In 2017, SSI published their critical research on flame retardants found in college dorms in the Journal of Environmental Science & Technology. That same year, Rodgers testified before the U.S. Consumer Product Safety Commission in support of a petition, led by the nonprofit law firm Earthjustice, to eliminate an entire class of flame retardants from children’s products, mattresses, upholstered furniture, and electronics. The CPSC ultimately voted in favor of the petition, representing a huge victory for public health.

And, since college students appear to be highly exposed to flame retardants, SSI and friends have fired up more young leaders to embrace new practices that eliminate these chemicals on campus. Thus far, Rodgers and her team have advised six colleges on how to eliminate and reduce exposures to flame retardants.

SSI is also targeting a class of highly fluorinated chemicals called PFASs on college campuses. These harmful chemicals are used in a wide range of consumer products from stain-resistant textiles to grease-proof food packaging. Instead of going after one toxic chemical at a time, Rodgers and her collaborators are also approaching them as a class. “It’s the best way to prevent the chemical industry from simply swapping out one toxic relative for another,” says Rodgers.

Translating science into policy to protect human health is what the scientists at SSI strive to do every day—it’s what they do best. “At the end of the day, we all have the right to live in a healthy environment where no one gets sick from toxic chemicals,” says Rodgers.

Instead of going after one toxic chemical at a time, Rodgers and her collaborators are also approaching them as a class. “It’s the best way to prevent the chemical industry from simply swapping out one toxic relative for another,” says Rodgers.

The RESULTS!

Thanks to SSI’s work in educating Massachusetts fire safety officials about the health risks associated with flame retardants, in 2015 the state updated its fire safety code just as California had.
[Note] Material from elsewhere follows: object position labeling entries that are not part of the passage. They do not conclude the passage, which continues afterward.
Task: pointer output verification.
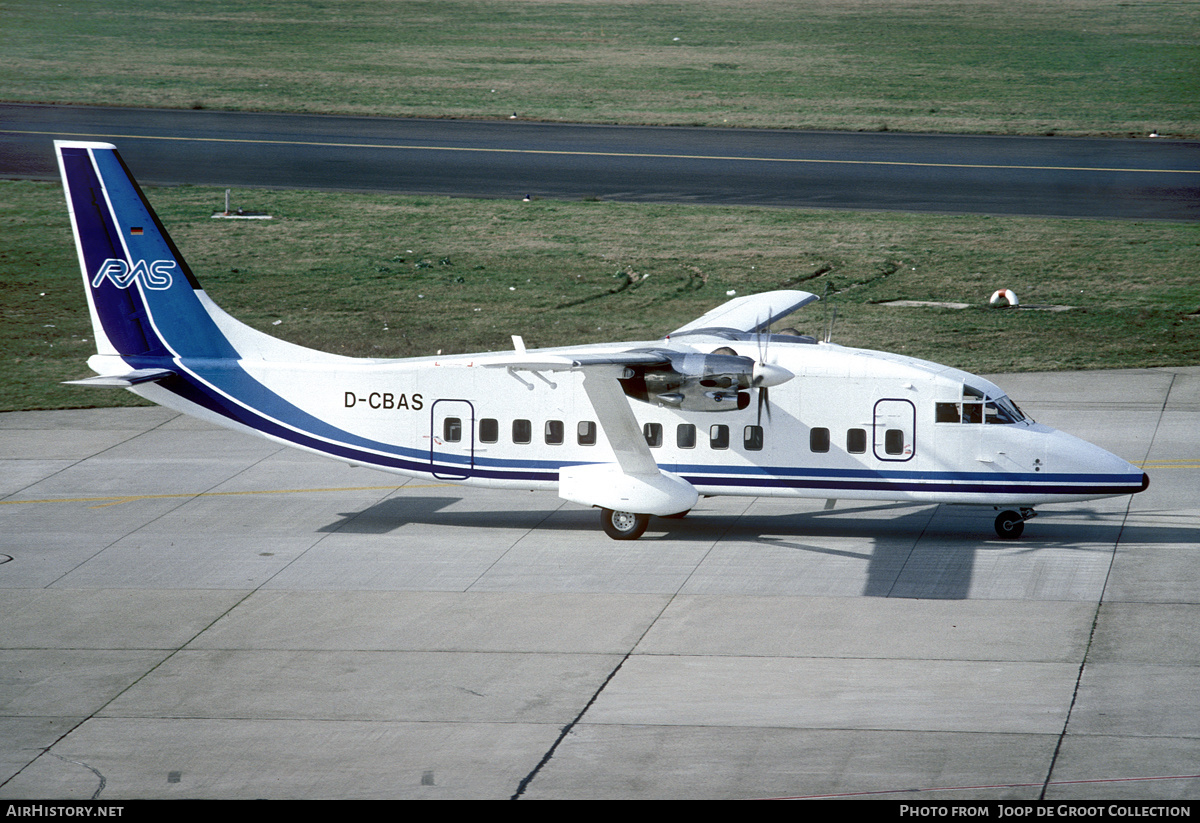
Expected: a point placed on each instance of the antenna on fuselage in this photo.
(832, 318)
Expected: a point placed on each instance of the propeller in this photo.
(766, 374)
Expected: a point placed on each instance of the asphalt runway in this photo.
(1137, 179)
(196, 613)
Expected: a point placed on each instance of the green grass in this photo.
(395, 276)
(979, 66)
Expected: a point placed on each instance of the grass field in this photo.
(979, 66)
(394, 276)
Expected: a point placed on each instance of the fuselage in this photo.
(852, 424)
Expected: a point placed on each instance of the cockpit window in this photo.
(978, 408)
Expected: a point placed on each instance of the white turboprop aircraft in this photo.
(718, 407)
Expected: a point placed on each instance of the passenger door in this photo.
(895, 427)
(453, 439)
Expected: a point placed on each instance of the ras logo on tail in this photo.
(153, 275)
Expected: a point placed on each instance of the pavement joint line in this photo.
(606, 154)
(130, 498)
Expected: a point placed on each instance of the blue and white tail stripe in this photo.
(142, 293)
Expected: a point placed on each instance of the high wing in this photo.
(672, 373)
(751, 313)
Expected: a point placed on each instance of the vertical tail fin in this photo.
(143, 298)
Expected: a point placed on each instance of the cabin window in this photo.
(893, 442)
(751, 439)
(522, 431)
(685, 436)
(653, 433)
(719, 437)
(586, 433)
(947, 413)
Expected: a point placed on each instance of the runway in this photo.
(195, 613)
(1133, 179)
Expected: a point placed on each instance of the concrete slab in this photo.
(192, 613)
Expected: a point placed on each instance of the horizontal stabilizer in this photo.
(125, 380)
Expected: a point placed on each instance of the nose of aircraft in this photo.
(1095, 464)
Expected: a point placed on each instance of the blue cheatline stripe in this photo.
(319, 436)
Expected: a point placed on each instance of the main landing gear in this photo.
(623, 524)
(1009, 523)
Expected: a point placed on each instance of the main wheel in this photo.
(623, 524)
(1009, 524)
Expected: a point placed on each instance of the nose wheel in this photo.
(1009, 524)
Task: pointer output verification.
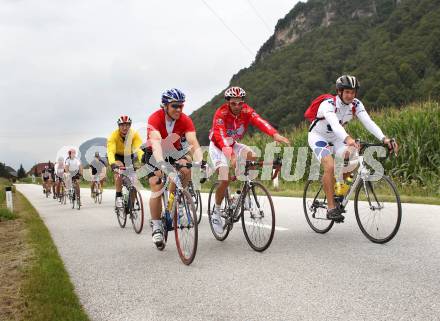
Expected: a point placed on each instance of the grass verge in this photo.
(44, 289)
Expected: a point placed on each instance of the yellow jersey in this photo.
(116, 145)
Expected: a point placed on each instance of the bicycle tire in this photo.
(121, 216)
(362, 226)
(139, 207)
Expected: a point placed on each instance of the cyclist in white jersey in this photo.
(328, 129)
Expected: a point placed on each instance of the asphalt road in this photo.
(119, 275)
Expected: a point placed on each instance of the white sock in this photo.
(157, 224)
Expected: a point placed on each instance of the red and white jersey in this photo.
(228, 128)
(167, 129)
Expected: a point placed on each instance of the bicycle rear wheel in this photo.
(378, 209)
(258, 217)
(185, 227)
(137, 213)
(223, 210)
(315, 207)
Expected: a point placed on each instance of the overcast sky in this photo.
(68, 69)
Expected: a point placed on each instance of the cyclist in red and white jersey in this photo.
(229, 125)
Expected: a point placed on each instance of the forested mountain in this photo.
(392, 46)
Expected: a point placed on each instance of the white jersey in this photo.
(334, 117)
(73, 164)
(59, 170)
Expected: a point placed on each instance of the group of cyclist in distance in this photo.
(326, 137)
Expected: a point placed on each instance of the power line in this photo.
(259, 15)
(227, 27)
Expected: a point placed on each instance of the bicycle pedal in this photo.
(160, 246)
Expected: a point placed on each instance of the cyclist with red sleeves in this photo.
(229, 125)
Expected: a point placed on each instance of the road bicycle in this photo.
(253, 205)
(377, 205)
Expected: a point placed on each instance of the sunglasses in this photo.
(177, 106)
(235, 104)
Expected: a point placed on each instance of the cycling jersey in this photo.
(59, 170)
(228, 128)
(333, 115)
(116, 145)
(173, 130)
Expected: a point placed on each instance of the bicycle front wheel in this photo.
(378, 209)
(223, 210)
(315, 207)
(121, 215)
(258, 217)
(185, 227)
(137, 213)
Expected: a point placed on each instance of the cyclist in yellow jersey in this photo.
(123, 149)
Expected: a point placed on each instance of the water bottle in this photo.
(234, 199)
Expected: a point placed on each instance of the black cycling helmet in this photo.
(347, 82)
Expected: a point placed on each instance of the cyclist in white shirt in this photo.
(75, 170)
(327, 135)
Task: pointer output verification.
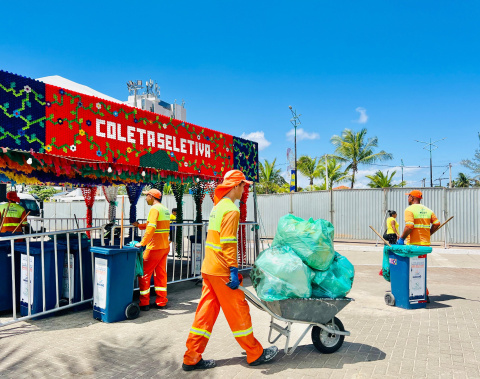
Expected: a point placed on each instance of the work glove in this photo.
(234, 280)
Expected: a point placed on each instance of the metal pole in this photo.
(255, 218)
(431, 176)
(295, 122)
(401, 160)
(295, 157)
(450, 181)
(326, 173)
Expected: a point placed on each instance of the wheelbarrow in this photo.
(327, 331)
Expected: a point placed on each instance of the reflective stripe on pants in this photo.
(154, 262)
(216, 295)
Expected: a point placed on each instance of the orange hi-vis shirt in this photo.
(419, 218)
(15, 215)
(221, 244)
(158, 228)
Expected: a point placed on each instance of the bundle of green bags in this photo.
(302, 263)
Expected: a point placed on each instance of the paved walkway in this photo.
(440, 341)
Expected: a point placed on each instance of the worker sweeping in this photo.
(420, 223)
(418, 219)
(13, 213)
(155, 255)
(221, 281)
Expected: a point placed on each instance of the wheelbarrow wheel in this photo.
(132, 311)
(325, 342)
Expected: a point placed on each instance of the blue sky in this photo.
(412, 66)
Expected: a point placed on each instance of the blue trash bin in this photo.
(6, 273)
(113, 284)
(408, 278)
(36, 276)
(86, 273)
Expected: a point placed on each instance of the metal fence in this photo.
(352, 211)
(60, 266)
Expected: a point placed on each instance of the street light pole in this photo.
(430, 146)
(295, 122)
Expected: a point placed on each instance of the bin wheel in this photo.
(132, 311)
(389, 299)
(325, 342)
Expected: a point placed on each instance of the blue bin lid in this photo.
(112, 250)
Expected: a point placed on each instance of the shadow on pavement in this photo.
(110, 357)
(183, 298)
(436, 301)
(308, 357)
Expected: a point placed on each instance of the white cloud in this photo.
(301, 135)
(258, 137)
(363, 118)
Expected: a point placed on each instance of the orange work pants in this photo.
(154, 262)
(216, 295)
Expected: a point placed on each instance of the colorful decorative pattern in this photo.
(41, 118)
(245, 154)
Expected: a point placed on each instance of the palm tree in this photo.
(462, 180)
(380, 180)
(270, 177)
(336, 173)
(351, 147)
(308, 167)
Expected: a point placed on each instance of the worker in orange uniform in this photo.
(420, 223)
(418, 219)
(15, 215)
(155, 255)
(221, 281)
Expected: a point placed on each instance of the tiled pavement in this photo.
(440, 341)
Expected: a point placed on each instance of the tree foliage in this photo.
(336, 173)
(45, 193)
(355, 149)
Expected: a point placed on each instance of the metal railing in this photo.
(185, 259)
(37, 225)
(55, 264)
(29, 251)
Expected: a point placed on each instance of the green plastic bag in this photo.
(335, 282)
(403, 251)
(279, 274)
(312, 240)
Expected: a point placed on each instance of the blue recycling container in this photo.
(6, 273)
(36, 276)
(86, 272)
(408, 278)
(113, 284)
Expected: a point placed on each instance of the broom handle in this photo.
(21, 222)
(121, 227)
(383, 239)
(4, 215)
(441, 226)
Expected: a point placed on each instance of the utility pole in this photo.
(401, 160)
(295, 122)
(440, 180)
(430, 146)
(134, 86)
(326, 173)
(450, 181)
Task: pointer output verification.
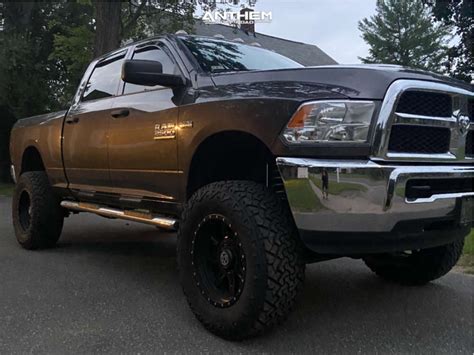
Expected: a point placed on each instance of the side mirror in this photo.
(149, 73)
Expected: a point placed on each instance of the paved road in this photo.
(111, 286)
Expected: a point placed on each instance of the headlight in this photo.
(330, 121)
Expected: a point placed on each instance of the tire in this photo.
(37, 215)
(419, 267)
(263, 253)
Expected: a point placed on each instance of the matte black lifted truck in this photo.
(260, 164)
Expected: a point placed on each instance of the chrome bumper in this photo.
(363, 196)
(12, 173)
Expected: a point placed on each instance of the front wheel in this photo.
(37, 215)
(238, 258)
(416, 267)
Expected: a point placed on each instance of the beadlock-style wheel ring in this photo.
(218, 260)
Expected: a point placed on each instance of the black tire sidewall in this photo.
(46, 220)
(243, 313)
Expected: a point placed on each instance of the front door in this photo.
(85, 144)
(142, 143)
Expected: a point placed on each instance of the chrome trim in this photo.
(13, 173)
(388, 117)
(441, 197)
(363, 196)
(159, 221)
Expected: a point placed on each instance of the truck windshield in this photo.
(218, 56)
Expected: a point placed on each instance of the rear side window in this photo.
(105, 79)
(157, 54)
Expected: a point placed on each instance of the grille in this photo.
(419, 139)
(425, 104)
(469, 144)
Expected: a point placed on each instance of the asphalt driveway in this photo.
(112, 286)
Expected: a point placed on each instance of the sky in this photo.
(329, 24)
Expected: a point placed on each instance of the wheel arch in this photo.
(229, 155)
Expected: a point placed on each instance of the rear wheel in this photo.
(37, 215)
(238, 258)
(416, 267)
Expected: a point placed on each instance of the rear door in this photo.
(143, 150)
(85, 145)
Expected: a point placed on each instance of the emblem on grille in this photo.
(463, 123)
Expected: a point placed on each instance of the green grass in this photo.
(301, 196)
(466, 263)
(6, 189)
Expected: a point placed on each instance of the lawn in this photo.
(6, 189)
(302, 197)
(466, 263)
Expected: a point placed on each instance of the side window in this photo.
(104, 80)
(157, 54)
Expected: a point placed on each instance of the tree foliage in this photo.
(459, 14)
(402, 32)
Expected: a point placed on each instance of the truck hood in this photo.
(356, 81)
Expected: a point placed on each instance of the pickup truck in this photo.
(261, 165)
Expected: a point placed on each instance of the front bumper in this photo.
(366, 198)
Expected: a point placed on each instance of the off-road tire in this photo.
(42, 226)
(418, 268)
(274, 272)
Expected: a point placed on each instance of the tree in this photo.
(459, 14)
(402, 32)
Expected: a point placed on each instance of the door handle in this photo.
(120, 113)
(72, 120)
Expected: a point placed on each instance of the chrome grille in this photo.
(419, 139)
(425, 104)
(424, 121)
(469, 144)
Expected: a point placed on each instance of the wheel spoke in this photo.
(231, 282)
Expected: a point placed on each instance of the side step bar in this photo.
(159, 221)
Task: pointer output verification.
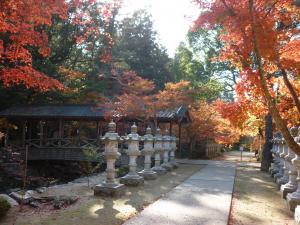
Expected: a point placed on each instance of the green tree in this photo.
(137, 49)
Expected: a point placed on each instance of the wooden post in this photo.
(179, 139)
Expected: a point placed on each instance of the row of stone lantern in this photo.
(153, 145)
(286, 170)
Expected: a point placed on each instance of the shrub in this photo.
(4, 207)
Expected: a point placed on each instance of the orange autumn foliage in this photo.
(260, 39)
(19, 22)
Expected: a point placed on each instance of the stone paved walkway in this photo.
(203, 199)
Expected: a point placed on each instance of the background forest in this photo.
(87, 52)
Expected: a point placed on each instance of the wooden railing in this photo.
(63, 143)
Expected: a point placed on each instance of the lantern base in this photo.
(159, 170)
(287, 188)
(167, 166)
(111, 190)
(132, 180)
(293, 199)
(148, 174)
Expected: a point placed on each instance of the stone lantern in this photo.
(132, 178)
(110, 187)
(285, 178)
(158, 148)
(292, 185)
(293, 199)
(172, 152)
(275, 151)
(148, 151)
(280, 155)
(167, 148)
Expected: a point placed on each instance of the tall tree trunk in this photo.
(266, 153)
(280, 123)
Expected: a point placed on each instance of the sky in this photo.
(172, 18)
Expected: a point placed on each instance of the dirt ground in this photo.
(90, 210)
(257, 201)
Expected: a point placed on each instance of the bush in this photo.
(4, 207)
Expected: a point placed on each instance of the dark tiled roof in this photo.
(53, 111)
(81, 111)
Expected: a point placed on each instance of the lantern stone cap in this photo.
(166, 137)
(148, 136)
(133, 136)
(111, 134)
(294, 131)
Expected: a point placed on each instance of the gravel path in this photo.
(202, 199)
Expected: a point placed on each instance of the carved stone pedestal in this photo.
(285, 178)
(293, 199)
(172, 152)
(110, 187)
(158, 150)
(292, 185)
(276, 152)
(167, 147)
(281, 162)
(297, 214)
(132, 178)
(148, 150)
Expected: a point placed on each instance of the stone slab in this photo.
(132, 180)
(297, 215)
(168, 167)
(204, 198)
(12, 202)
(148, 175)
(286, 190)
(160, 171)
(115, 190)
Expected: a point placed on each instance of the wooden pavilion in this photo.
(60, 132)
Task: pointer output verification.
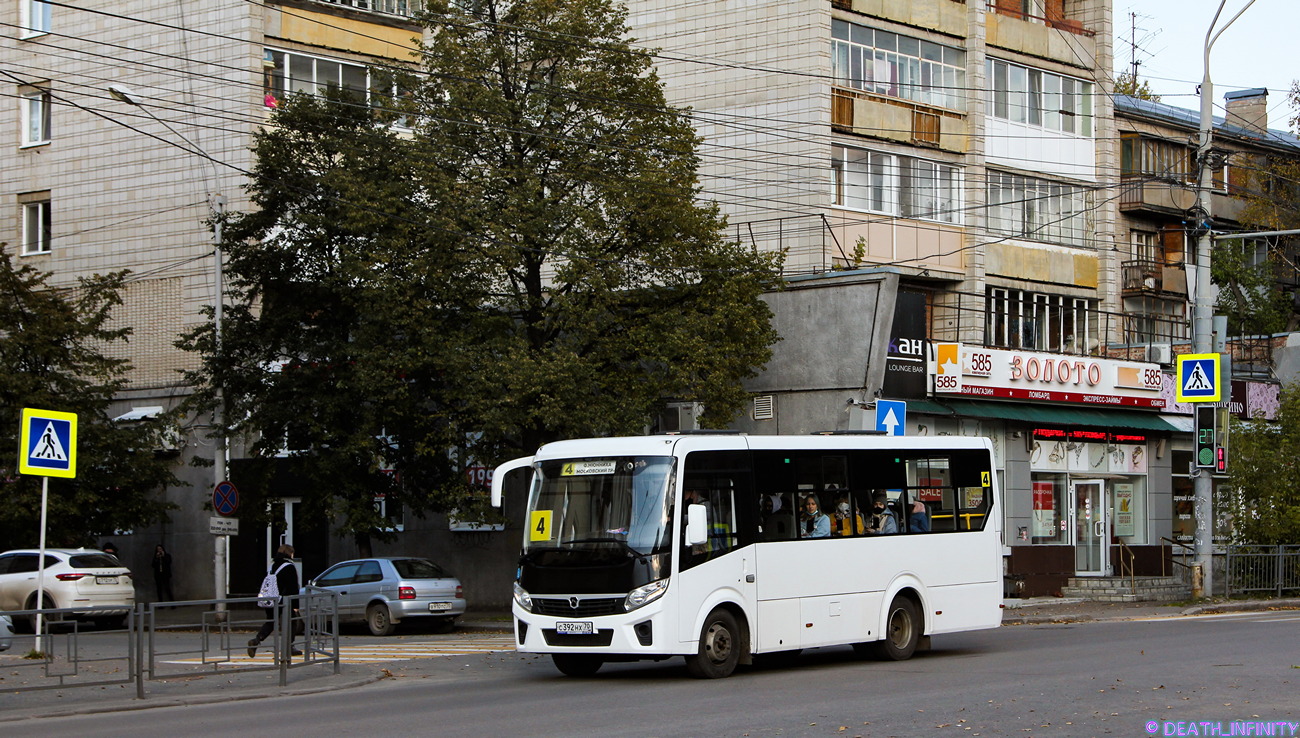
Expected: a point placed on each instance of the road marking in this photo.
(1255, 616)
(380, 652)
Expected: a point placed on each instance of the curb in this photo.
(212, 698)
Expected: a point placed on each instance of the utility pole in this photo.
(1203, 307)
(217, 208)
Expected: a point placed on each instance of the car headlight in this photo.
(645, 594)
(523, 598)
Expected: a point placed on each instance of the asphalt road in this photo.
(1091, 678)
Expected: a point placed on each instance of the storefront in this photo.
(1084, 456)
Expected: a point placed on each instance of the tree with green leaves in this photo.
(1264, 498)
(52, 356)
(508, 252)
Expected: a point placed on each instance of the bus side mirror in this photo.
(697, 525)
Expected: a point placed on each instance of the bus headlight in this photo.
(645, 594)
(523, 598)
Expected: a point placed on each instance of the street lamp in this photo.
(217, 205)
(1203, 308)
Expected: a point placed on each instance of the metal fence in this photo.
(1274, 569)
(169, 639)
When the City of Boston didn’t follow suit, Rodgers along with Clean Water Action and local firefighters, brought together community organizations, furniture manufacturers, and hospital groups, to testify before the City Council. Using SSI’s research, they persuaded the city councilors to update Boston’s fire code in 2016. This opened the door for Harvard to implement new procurement policies mandating flame retardant-free furniture and furnishings on campus. SSI estimates that for every college classroom that switches to flame retardant-free furniture, approximately 125,000 students will be spared exposure to these harmful chemicals.